Larson alleged the defendants had maliciously prosecuted him. Parker and Magliolo moved for summary judgment which was granted.

Larson filed and amended petition, alleging Hunt and Flintoft, his court-appointed attorneys, were negligent in their representation of him. He also alleged all of the remaining defendants violated his federal and state constitutional rights. Larson specifically alleged the following: (1) his rights under Eighth Amendment (2) of the United States Constitution and article 1, section 13 of the Texas Constitution (3) were violated when Houston Police officers verbally and physically abused him and he was held under excessive bail; (2) he was denied his right to a speedy trial; (3) Hunt and Magliolo attempted to coerce Larson into making self-incriminating statements instead of asserting his rights under the Fifth Amendment (4) of the United States Constitution and article I, section 10 of the Texas Constitution; and (4) the court reporter and the court clerk falsified records of Larson's criminal proceedings.

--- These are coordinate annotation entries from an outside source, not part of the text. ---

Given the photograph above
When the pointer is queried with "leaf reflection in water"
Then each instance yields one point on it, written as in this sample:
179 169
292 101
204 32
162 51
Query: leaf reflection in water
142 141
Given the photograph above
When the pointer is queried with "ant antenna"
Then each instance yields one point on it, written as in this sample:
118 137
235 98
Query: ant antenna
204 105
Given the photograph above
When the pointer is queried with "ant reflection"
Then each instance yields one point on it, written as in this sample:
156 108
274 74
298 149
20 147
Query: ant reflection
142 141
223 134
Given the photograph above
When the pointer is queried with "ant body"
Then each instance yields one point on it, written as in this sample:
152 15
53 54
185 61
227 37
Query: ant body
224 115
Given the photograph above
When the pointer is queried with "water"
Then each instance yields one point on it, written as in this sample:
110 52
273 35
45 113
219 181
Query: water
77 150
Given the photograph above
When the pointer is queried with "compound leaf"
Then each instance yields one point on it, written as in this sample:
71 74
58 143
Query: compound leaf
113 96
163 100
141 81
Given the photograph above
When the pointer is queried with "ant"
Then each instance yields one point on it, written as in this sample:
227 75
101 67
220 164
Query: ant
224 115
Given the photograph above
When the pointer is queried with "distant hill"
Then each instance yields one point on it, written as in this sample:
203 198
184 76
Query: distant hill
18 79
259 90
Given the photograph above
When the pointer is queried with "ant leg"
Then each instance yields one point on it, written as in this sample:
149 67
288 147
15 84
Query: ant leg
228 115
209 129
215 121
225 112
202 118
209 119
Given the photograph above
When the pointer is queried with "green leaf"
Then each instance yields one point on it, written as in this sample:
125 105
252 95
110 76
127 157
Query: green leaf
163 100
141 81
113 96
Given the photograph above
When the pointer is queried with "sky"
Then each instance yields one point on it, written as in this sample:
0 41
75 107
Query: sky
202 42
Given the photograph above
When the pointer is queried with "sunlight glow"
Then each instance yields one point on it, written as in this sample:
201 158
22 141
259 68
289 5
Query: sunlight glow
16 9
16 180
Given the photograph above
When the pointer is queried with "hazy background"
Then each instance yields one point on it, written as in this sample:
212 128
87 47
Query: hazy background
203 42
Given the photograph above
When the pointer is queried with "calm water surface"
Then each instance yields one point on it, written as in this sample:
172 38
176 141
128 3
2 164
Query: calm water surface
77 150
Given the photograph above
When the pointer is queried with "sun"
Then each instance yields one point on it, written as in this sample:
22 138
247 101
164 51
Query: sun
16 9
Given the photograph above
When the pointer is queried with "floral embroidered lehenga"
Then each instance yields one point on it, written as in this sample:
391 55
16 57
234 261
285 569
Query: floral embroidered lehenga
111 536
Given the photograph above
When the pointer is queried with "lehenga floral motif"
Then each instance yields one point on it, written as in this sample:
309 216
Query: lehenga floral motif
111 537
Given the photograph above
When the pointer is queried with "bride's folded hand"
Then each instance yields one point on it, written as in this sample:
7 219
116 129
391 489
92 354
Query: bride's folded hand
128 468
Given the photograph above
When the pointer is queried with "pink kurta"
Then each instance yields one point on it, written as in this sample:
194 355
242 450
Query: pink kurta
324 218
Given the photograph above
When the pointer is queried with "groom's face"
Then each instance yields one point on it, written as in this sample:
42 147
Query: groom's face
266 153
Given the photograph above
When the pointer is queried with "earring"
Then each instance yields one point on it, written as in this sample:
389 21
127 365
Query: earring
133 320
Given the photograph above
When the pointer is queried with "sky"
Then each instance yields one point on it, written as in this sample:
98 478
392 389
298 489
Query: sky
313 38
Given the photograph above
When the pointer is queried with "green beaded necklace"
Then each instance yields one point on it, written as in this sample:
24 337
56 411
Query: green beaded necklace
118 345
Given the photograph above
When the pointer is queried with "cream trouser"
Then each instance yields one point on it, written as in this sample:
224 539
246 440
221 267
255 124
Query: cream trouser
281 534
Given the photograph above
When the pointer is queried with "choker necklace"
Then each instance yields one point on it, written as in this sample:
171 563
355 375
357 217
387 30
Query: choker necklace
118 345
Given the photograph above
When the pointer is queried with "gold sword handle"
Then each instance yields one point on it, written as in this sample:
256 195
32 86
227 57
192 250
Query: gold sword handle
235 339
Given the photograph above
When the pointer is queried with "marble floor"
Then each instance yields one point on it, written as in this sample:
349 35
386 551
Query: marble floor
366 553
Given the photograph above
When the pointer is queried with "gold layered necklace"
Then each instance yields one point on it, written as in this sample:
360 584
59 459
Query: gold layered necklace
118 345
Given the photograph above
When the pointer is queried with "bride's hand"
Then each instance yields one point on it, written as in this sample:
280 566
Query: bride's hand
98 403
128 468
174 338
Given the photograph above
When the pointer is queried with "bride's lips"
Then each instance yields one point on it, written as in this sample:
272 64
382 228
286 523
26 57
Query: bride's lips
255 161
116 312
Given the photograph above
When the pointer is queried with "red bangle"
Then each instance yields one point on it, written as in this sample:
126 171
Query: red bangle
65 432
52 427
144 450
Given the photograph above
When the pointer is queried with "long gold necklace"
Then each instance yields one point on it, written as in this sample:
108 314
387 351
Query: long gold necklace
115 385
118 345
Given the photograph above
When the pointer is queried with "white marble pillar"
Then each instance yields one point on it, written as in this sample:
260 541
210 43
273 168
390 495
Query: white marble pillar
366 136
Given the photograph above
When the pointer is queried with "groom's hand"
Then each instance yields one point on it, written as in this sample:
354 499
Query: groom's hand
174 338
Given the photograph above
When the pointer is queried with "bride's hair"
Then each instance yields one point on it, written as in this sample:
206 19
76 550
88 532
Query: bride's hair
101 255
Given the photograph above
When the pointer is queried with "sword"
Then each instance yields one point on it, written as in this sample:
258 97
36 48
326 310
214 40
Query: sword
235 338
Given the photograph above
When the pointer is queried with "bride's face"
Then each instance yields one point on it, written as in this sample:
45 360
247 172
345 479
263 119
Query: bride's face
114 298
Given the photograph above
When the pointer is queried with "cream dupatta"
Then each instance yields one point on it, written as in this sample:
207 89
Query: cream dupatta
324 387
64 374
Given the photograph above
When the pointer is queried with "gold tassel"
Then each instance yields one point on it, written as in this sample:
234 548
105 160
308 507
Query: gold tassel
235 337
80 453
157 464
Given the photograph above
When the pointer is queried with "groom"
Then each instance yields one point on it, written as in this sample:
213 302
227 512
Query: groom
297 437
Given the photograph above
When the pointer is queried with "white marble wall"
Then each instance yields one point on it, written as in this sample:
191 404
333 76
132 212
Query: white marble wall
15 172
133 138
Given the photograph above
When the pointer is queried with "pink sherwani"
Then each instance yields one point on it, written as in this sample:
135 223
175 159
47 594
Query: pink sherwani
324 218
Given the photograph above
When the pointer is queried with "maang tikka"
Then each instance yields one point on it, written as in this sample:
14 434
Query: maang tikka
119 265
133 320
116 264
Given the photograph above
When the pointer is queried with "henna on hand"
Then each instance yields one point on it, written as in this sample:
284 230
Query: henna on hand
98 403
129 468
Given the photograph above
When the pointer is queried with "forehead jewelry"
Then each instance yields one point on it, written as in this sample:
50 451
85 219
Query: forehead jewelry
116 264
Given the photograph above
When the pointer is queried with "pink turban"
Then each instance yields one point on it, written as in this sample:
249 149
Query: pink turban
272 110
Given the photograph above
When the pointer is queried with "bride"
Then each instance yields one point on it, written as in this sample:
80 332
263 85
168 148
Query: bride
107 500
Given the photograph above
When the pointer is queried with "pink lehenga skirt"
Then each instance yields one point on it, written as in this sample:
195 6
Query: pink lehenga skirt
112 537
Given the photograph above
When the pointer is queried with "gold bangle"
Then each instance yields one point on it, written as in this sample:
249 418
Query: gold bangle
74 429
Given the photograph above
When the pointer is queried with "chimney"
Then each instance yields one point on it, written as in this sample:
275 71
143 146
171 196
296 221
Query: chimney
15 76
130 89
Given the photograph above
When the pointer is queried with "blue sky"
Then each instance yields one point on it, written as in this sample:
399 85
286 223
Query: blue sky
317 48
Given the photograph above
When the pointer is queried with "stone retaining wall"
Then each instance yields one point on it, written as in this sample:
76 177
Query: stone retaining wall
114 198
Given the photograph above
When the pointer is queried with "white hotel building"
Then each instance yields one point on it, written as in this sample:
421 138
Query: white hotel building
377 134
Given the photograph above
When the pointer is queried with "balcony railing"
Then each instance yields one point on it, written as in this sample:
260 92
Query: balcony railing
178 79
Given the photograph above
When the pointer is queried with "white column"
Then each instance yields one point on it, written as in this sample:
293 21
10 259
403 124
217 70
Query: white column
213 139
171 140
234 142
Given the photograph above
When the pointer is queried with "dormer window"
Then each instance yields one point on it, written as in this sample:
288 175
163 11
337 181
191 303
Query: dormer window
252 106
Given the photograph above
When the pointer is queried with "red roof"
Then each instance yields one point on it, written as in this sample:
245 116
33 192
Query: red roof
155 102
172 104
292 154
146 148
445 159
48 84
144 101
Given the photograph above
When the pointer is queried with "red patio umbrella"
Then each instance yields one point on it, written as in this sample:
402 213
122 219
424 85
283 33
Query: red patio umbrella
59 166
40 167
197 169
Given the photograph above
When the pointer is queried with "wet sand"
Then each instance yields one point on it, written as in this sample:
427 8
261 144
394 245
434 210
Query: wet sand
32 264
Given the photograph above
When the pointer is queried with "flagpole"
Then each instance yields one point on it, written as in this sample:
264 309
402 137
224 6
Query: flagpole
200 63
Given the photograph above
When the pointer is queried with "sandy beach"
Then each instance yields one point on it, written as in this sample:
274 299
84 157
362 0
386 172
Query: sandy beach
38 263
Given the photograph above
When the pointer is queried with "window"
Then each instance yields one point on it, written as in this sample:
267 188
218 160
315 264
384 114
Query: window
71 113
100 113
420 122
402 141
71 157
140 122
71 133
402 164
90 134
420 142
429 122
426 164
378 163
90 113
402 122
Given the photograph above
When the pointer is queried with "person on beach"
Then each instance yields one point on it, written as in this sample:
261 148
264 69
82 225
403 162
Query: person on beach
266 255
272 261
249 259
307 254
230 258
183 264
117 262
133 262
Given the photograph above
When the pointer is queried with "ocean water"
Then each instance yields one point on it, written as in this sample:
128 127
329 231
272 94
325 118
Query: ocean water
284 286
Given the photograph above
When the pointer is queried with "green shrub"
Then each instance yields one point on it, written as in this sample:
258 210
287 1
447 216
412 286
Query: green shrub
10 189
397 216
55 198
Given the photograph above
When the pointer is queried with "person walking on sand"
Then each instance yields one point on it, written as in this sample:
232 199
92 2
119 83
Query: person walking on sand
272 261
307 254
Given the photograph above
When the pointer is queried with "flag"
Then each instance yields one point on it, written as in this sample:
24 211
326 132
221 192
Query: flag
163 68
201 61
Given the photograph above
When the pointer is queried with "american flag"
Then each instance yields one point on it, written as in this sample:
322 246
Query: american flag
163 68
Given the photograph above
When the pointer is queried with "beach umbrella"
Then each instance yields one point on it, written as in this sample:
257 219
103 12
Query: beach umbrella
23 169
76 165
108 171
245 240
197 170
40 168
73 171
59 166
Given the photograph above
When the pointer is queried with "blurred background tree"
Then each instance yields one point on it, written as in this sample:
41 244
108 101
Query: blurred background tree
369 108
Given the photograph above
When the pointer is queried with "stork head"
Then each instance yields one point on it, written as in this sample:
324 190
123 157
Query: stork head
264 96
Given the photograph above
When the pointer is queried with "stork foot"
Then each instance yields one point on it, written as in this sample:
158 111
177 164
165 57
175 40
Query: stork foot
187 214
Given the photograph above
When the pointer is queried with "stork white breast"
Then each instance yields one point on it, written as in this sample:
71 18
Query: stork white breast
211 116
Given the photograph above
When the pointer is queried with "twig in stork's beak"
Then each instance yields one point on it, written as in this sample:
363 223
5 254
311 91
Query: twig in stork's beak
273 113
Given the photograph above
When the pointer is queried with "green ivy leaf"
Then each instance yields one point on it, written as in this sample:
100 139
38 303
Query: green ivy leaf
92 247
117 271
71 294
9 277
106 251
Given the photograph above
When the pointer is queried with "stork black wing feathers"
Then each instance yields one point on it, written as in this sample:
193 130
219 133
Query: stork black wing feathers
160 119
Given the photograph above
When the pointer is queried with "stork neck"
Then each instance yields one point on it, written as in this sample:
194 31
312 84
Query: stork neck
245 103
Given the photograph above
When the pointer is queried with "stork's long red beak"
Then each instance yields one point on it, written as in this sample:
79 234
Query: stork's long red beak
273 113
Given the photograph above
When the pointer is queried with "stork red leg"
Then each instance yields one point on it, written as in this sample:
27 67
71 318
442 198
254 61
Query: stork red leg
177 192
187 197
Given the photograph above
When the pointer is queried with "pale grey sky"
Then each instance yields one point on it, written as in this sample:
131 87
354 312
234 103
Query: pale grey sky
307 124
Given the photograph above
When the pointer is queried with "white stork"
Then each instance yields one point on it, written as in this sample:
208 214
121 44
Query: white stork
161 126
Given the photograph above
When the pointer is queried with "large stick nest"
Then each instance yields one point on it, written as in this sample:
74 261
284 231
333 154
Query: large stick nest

Judge Poe and Hardy moved for summary judgment, and the trial court granted their motions. At trial, only Larson's remaining claims against Hunt were tried. After all of the evidence was heard, Hunt moved for a directed verdict, and the trial court granted Hunt's motion.

Motion to Abate

Larson requests that we abate this appeal because he is appealing the dismissal of his petition for writ of habeas corpus to the Fifth Circuit Court of Appeals. See 28 U.S.C.S. § 2254 (Law. Co-op. 1992 & Supp. 2001). He argues that if he prevails on his claims, his convictions will be overturned, and any legal bar to his claims for legal malpractice claims will no longer exist. Larson provides no authority requiring an abatement, and we know of none. (5) We decline to abate his appeal on these grounds.

Larson also argues we should abate his appeal until the record can be supplemented with the records of the underlying criminal cases, all post-conviction proceedings related to the underlying offenses, and "Larson's attempt to get the [trial] court to issue a scire facias once [he] learned of [Flintoft's] death." In this Court's Order of August 9, 2001, we ordered this case to be heard and Larson's objections to the record be taken with the case. We will consider the necessity of supplementation in addressing Larson's points of error.

Directed Verdict

In his first point of error, Larson argues the trial court abused its discretion in granting a directed verdict for Hunt because, although Larson could not recover on his claims of malicious prosecution, he presented evidence of negligence and civil rights violations at trial.

A court may instruct a verdict if no evidence of probative force raises a fact issue on the material questions in the suit. Prudential Ins. Co. of Am. v. Fin. Review Servs., Inc., 29 S.W.3d 74, 77 (Tex. 2000). A directed verdict for a defendant may be proper in two situations. Id. First, a court may direct a verdict when a plaintiff fails to present evidence raising a fact issue essential to the plaintiff's right of recovery. Id.